GUOSEN Securities Co., China’s fifth-largest brokerage by market value, Friday said its president Chen Hongqiao died Friday. He was 49.
Guosen did not give the cause of Chen’s death, but only said in a brief statement to the Shenzhen Stock Exchange that the firm was operating as normal and had nothing further to disclose.
But news portal Tencent, citing unnamed sources within the company and a senior manager of a State-owned bank, said that Chen was found dangling from the balcony of his home.
Sohu, another news portal, citing an unnamed source, said Chen had previously attempted to leave China but was turned back because he had been put under “border control” — a standard measure imposed on Chinese citizens under investigation.
Chen joined Shenzhen-based Guosen Securities in June 2014 after he worked at the Shenzhen Stock Exchange for more than a decade.
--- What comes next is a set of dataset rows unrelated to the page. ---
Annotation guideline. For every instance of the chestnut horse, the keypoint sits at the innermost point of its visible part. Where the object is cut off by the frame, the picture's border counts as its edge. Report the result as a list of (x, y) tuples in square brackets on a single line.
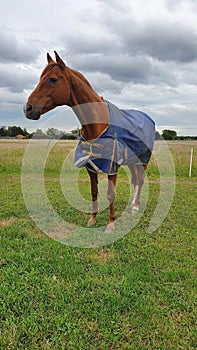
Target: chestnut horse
[(60, 85)]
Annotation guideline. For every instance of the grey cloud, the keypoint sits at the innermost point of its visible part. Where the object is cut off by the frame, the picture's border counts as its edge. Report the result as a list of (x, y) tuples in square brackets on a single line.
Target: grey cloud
[(164, 41), (15, 50), (15, 79)]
He held various positions at the Shenzhen exchange, including serving as a deputy general manager under Zhang Yujun, then the bourse’s head.
Chen and Zhang had “close relations” in Shenzhen, Tencent said, citing a securities firm executive in the city. Zhang was sacked as the assistant chairman of the China Securities Regulatory Commission (CSRC), the nation’s securities regulator, Xinhua reported Sept. 22, days after he was announced under investigation for suspected “serious violation of discipline.”
China has taken unprecedented measures to stem a stock rout that has wiped almost US$4 trillion off the market’s value since mid-June. Among the steps was a suspension of certain trading accounts. In August, U.S.-based hedge fund Citadel LLC said one of its trading accounts managed by Guosen Futures Ltd., a unit of Guosen Securities, has been restricted by the CSRC.
Sources familiar with the matter said the CSRC was looking at Citadel’s role in causing market volatility, in particular the number of its canceled transactions.
But in a subsequent statement, Guosen Securities said it had offered trading and financing services to one of its client’s asset management plans. It said the client hadn’t engaged in so-called naked short-selling, a particular target of the regulators’ investigations.